– Слава тебе, Господи и пресвятые угодники! – неистово перекрестился Кощей и глубоко вздохнул с неописуемой радостью на лице. – А ты молодец, котейка…
– А ты бы своим богам молился, а не чужим. – грозно сверкнул на него глазами кот. – Или ты теперь не с нами?
– Прощения просим…Увлёкся…Заразился, так сказать, пребывая в этой тысячелетней атмосфере безбожного убожества или небожества. Как правильно?

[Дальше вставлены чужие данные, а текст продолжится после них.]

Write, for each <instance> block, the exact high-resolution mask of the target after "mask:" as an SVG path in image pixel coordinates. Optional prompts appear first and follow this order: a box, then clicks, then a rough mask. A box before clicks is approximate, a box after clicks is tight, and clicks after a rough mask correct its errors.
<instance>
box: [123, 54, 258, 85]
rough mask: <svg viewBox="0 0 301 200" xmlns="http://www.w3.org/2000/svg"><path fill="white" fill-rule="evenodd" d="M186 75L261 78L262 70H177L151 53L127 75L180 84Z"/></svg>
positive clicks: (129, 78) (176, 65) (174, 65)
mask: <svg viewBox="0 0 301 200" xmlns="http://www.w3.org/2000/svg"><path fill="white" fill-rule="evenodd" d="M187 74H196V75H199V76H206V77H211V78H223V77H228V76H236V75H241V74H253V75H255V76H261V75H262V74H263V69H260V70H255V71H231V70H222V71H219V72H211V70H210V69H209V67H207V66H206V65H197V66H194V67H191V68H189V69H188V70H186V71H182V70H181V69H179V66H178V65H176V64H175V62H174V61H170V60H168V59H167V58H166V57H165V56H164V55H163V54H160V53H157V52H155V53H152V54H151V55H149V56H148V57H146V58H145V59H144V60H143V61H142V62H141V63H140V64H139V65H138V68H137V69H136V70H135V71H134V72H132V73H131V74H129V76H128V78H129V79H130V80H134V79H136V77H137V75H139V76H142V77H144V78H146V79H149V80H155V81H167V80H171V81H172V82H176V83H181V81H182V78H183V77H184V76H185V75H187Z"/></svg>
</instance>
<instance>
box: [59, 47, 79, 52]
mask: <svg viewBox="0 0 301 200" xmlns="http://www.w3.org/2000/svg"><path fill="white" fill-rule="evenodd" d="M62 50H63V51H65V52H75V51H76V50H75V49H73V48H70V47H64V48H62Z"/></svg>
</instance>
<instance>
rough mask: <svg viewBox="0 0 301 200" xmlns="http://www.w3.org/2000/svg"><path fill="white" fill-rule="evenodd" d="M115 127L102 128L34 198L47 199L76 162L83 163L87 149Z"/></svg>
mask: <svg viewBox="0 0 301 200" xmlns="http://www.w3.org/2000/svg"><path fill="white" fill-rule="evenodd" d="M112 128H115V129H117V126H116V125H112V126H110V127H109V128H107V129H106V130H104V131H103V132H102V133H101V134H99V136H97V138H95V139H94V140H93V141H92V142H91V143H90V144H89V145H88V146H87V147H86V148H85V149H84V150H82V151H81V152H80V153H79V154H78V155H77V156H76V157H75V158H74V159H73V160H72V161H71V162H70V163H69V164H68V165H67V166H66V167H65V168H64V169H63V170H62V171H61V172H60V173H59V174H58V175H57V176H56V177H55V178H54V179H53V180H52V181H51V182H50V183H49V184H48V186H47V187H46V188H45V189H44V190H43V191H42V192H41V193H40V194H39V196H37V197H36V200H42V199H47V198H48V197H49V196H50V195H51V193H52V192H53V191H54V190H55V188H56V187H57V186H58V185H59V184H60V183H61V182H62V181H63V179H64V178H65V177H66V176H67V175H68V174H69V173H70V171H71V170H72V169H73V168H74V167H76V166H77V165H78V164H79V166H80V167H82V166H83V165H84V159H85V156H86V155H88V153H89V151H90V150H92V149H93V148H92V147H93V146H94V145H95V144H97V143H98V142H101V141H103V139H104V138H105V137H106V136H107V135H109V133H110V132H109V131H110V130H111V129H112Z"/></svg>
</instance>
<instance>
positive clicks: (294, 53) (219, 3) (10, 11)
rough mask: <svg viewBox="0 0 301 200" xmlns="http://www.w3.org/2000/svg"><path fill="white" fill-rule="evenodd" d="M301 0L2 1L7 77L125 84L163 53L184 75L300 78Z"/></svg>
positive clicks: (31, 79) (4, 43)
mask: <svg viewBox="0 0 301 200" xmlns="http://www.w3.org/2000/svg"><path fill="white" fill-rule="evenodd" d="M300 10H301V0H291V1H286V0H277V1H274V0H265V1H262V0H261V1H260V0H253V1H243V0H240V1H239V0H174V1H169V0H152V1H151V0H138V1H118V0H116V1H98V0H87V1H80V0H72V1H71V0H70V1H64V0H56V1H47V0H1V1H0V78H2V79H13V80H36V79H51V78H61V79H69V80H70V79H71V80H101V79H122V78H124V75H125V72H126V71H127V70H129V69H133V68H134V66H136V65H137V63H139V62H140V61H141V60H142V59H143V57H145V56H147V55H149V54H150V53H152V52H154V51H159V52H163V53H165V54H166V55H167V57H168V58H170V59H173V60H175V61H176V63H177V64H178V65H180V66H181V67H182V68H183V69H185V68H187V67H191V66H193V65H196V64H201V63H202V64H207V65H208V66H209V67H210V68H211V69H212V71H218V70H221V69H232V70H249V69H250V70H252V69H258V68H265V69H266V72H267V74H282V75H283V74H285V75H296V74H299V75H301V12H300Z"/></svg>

– По-всякому правильно. Ну что же, извинения принимаются. – уже мягче сказал кот и, наклонив голову тихо прошептал. – Быстро собираем манатки и сваливаем.
– Тпру-тпру-тпру-у-у… – недовольно замахал указательным пальцем Эммануил, вытащив свою физиономию из миски. – Я так понял, что вы куда-то собрались?
– Он ещё живой! – испуганно вскрикнул Клубок.
– Что значит «ещё живой»? Я как Ленин – живее всех живых… А-а-а, так вы «чёрные риэлторы»! – вдруг осенило Форштейна. – Избу мою решили на себя переписать! Отравили меня, твари?! Думаете я за противоядие на вас родительский дом перепишу?!
– С чего вы взяли, Эммануил Спиридонович? – успокоил его кот. – Это вам послышалось и подумалось. Это всё спьяну, это бывает. Вы просто спите.
– Не послышалось. – возразил Форштейн. – И это не спьяну! Я ещё не пил то́лком. И не сплю я. Не сплю. Я с некоторых пор мысли читаю и ваши тоже прочёл только что, – отрешённо взглянув в окно, он вдруг подпрыгнул. – Про Байдена я вам не рассказал!
– Уже рассказали. – попытался утихомирить его кот.
– Нет. Это другое! Это совсем про другое! Это не про обмен Аляски на Сахалин!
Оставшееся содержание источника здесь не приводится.